Goodman and her husband, Alan, live in Liberty. They have two children.
"Thank God I'm a country boy," Hopkins says with a smile of pride.
It is that easy-going nature and down-home sense that made him decide to go into politics.
"I am tired of complaining," Hopkins commented. "I want to represent the people of District 6 the way they should be represented. We have growth everywhere but here. We have Sullivan's, Great American, Ames, and Grossinger's sitting empty.
"We need those for much-needed taxes and jobs. We need to make an effort to meet with people and talk about these places. We need to grab [prospective business people] by the arm to look around Liberty and show them what we have. We need clean industry that provides a living wage.
"I am tired of reading about growth in other places," Hopkins went on. "Main Street Liberty has made a turnaround. Rumors abound [about incoming businesses] but results are rare."
Hopkins feels that Consumer Affairs should never have been cut.

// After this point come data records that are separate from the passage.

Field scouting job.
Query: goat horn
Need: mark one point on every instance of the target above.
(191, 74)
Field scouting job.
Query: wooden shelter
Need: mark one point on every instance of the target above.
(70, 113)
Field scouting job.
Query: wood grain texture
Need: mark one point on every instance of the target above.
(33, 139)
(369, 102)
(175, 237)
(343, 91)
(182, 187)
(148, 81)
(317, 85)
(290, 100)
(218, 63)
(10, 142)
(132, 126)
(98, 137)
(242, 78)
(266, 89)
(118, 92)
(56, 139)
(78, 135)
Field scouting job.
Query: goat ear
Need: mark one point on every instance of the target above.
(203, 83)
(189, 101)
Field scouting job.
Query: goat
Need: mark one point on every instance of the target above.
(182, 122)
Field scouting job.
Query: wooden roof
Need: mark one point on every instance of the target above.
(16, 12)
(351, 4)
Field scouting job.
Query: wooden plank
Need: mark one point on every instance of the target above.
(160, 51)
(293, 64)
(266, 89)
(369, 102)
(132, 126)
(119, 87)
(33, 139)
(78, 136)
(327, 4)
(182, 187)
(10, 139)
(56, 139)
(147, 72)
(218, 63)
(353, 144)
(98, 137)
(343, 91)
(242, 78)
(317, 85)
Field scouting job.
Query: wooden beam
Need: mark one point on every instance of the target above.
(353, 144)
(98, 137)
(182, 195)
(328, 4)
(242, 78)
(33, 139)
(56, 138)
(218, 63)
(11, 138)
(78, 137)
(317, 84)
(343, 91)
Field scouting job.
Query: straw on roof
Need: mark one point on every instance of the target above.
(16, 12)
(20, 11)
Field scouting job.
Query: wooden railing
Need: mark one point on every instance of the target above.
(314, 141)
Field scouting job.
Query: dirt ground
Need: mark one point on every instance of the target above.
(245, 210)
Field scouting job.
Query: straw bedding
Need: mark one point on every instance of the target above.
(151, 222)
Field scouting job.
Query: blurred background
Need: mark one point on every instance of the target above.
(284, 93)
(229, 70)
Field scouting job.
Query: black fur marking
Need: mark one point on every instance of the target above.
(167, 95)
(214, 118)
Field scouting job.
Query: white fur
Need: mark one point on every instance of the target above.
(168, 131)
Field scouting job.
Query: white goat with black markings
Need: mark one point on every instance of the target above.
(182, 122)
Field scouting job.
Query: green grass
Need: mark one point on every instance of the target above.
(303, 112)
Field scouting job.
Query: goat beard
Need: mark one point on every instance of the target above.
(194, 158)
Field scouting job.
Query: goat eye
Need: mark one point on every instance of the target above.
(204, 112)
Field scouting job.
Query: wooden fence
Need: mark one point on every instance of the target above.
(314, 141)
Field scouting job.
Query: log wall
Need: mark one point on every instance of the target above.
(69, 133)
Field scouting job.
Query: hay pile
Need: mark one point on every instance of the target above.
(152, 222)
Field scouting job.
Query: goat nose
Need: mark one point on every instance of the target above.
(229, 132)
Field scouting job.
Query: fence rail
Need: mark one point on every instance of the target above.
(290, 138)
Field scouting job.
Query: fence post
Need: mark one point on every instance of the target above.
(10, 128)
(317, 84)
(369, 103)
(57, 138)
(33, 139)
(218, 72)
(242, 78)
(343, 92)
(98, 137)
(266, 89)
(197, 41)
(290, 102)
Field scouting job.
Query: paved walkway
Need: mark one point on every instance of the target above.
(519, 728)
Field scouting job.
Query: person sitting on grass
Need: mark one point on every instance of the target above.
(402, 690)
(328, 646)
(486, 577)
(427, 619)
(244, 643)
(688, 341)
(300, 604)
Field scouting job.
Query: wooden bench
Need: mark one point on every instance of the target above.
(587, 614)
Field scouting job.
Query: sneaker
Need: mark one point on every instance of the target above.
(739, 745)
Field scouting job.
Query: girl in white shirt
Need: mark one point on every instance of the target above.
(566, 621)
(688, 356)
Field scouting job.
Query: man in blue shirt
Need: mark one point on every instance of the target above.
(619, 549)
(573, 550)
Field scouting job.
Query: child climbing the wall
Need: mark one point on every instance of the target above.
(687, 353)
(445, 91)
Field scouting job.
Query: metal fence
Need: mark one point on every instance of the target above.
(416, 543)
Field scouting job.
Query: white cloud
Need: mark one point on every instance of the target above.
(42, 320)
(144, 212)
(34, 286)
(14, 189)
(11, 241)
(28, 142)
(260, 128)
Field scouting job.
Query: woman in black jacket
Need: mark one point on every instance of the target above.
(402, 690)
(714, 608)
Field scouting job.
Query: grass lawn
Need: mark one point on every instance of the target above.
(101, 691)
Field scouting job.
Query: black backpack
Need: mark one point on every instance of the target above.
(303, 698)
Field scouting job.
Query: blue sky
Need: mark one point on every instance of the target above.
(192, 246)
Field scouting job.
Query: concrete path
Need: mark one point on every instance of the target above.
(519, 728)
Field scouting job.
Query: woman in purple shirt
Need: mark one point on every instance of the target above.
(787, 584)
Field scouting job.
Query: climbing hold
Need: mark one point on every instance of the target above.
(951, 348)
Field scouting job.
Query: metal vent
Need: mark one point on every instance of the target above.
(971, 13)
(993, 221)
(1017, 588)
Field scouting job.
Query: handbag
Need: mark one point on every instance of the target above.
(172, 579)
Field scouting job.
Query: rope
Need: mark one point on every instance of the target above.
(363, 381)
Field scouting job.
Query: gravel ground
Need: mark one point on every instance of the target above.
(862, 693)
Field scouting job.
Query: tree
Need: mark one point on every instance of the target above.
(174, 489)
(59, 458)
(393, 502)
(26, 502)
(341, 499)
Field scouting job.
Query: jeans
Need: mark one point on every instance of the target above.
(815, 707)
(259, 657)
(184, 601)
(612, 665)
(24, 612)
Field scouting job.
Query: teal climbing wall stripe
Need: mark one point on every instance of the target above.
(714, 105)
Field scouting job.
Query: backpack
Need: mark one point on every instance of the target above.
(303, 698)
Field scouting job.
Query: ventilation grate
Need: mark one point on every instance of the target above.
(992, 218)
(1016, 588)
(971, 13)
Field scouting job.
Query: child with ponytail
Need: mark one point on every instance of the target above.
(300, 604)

"We have to protect the people," Hopkins said. "They should have listened to the DA. It should be open government. I will have an office in the area so my constituents will not have to go to Monticello to voice their concerns. I will always be available and accessible."
Hopkins has been vocal about tax-exempt lands.
"It is sucking the area dry," commented Hopkins. "It raises taxes, and some do not have the ability to pay for it."
Another major issue is the landfill.
"When they bought the land for the expansion, they paid $64,000 an acre. No land in Sullivan County is worth that," Hopkins lamented. "The biggest question is who received that money. We have to tighten the belt and stop wasting money. We need to review the budget and have proper management. After 30 years in business, I know how to spend productively.
"I am against the landfill," Hopkins continued. "Government should not be in the garbage business. It should have been controlled years ago. It is now a monster. It is poor planning. Why is it in the county seat? Isn't that the showplace? It has to go someplace. You don't build your bathroom next to the dining room.
"We need a complete review," Hopkins continued. "We have to wean off importation. The idea would be to close it. We have to move it to a rural area where no one is affected. If possible, we can take the opportunity and set up a recycling business."
Another major issue is casino gaming.
"I am pro-gaming but I am tired of hearing about it," Hopkins stated. "I have been hearing about it since 1972 or before. It is a dangling carrot. We have more to offer. We should concentrate on tourism and development. If it [gaming] happens, fine. But now, it should be put on the back burner. There are current issues to be dealt with."
Hopkins feels if it comes, the county must be prepared.
"It needs to be in a controlled environment," he said. "We should get the lion's share of the benefits. We need clean industry, like a distribution center."
Hopkins shared his vision of the future.
"We need to maintain the county atmosphere we all grew up with," Hopkins concluded. "We are blessed with beauty. We have so much to offer. I want to serve the people. The people are tired of being abused. I care for people, not special interests.
"The average person is tired of seeing government walk all over them," Hopkins continued. "We're all related here. People deserve better."
Hopkins is married to Linda and they live in Liberty.